I wasn’t really drinking.
They were then able to diagnose me
with postpartum psychosis.
I would sit twice a week with
the psychiatrist and he would say,
“Score how suicidal you feel
on a scale of zero to ten.”
And I’d be sitting there going,
“Nine. Nine. Nine.”
Over and over again.
The symptoms for postpartum
psychosis usually start
in the first couple of weeks post-birth.
I didn’t get diagnosed
with postpartum psychosis
until Bea was about five months old.
There were precious moments that I
should have been having, but instead
I was running around the house
worrying about murderous ninja social workers.
The most helpful thing to
my recovery in the MBU
was the fact that they nurtured
my relationship with Bea.
They have trained nursery nurses
and they that do things like splash play activities
or weaning classes or baby massage,
and they help you play with your kid.
And it probably sounds strange
that I needed help to play with my kid,
but I did!

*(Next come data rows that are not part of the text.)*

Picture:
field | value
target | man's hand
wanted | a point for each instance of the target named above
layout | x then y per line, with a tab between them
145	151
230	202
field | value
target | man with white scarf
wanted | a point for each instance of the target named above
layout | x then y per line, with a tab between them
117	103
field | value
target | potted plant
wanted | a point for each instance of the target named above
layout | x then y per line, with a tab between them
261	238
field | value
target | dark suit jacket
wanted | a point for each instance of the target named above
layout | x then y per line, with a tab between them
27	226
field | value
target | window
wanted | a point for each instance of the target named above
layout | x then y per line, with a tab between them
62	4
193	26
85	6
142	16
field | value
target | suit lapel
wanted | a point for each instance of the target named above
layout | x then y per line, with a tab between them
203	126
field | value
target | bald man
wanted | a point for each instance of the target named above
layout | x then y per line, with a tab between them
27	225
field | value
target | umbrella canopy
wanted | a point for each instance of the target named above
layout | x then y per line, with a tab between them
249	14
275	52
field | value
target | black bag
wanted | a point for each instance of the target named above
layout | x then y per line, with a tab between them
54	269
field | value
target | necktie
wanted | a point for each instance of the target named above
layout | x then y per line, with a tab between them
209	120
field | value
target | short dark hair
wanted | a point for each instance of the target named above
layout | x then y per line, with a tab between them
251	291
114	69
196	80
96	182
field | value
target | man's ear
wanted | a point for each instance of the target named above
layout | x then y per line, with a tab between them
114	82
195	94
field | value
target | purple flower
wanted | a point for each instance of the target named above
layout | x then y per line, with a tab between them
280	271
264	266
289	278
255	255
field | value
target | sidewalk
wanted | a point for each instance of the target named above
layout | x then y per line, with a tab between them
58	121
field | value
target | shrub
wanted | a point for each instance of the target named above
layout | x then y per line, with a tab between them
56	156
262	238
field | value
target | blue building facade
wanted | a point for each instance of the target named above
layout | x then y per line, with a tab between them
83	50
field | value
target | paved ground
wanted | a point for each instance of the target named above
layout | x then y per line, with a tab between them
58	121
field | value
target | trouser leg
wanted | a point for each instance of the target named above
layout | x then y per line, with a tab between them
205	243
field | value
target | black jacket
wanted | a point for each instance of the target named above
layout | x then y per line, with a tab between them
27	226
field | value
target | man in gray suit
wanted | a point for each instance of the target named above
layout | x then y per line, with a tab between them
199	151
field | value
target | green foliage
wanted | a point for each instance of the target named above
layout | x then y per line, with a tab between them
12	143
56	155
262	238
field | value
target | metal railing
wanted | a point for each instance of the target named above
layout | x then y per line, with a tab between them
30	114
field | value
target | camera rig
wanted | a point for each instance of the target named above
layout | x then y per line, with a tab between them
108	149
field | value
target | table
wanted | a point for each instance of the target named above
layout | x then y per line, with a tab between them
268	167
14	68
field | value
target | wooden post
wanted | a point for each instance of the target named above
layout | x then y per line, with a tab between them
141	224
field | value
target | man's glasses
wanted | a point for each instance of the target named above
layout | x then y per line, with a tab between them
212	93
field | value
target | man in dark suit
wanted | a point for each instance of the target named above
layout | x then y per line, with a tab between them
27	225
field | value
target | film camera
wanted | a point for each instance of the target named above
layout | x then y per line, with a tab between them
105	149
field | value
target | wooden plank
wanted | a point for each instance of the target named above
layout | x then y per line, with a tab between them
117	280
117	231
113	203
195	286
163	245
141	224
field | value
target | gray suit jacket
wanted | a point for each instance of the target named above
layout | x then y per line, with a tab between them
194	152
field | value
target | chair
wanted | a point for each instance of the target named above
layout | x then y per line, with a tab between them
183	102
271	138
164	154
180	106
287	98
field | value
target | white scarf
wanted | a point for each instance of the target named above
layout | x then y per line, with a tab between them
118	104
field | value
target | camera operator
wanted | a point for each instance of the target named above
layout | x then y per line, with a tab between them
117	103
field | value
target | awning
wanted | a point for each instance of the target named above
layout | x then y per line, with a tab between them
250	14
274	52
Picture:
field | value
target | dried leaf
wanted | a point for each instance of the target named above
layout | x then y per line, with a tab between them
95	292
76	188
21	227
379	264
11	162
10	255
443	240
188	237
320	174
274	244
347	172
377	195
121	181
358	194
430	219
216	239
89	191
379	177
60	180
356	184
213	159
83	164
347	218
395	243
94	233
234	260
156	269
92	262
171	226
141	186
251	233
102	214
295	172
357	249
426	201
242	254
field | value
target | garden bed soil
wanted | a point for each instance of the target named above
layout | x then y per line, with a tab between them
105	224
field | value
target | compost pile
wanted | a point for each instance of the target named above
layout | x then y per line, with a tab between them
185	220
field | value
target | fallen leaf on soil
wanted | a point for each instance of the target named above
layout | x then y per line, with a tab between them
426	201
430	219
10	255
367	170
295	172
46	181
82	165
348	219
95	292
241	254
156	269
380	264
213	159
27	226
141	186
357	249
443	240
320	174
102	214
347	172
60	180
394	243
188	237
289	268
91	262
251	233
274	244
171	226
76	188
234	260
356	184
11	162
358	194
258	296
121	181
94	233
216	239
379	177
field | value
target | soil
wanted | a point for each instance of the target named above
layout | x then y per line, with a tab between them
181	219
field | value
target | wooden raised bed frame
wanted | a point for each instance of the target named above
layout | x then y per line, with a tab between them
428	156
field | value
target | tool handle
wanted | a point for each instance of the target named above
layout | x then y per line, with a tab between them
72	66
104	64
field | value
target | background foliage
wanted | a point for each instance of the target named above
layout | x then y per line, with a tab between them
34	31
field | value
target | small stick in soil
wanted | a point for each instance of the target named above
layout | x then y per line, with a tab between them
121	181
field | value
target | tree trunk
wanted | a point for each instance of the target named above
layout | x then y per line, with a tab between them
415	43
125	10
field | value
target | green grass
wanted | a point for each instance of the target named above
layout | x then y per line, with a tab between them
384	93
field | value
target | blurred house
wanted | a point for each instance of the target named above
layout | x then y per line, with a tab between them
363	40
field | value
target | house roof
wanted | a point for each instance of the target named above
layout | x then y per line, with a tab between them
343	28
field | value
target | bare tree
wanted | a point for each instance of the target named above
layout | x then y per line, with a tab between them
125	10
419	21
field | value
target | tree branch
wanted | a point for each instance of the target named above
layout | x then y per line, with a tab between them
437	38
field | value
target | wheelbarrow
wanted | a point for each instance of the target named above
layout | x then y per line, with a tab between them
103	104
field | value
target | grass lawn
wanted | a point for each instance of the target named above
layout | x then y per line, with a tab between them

I did; I needed someone
to give me confidence
that I was doing it right.
The staff at the MBU did a really good job
of personalised care,
building-up trust
and understanding
you as a person
and what your interests are.
I am a complete pop princess,
and so they brought in a little music player thing,
so that I could plug my iPod into it
and listen to Beyonce loudly or Taylor Swift loudly
and bounce around the room to that.
That was again a way of like self-expression
and of finding yourself again.
For a long time, I felt like
I was a terrible mother
and it was really the Mother and Baby Unit
that changed my thinking on that.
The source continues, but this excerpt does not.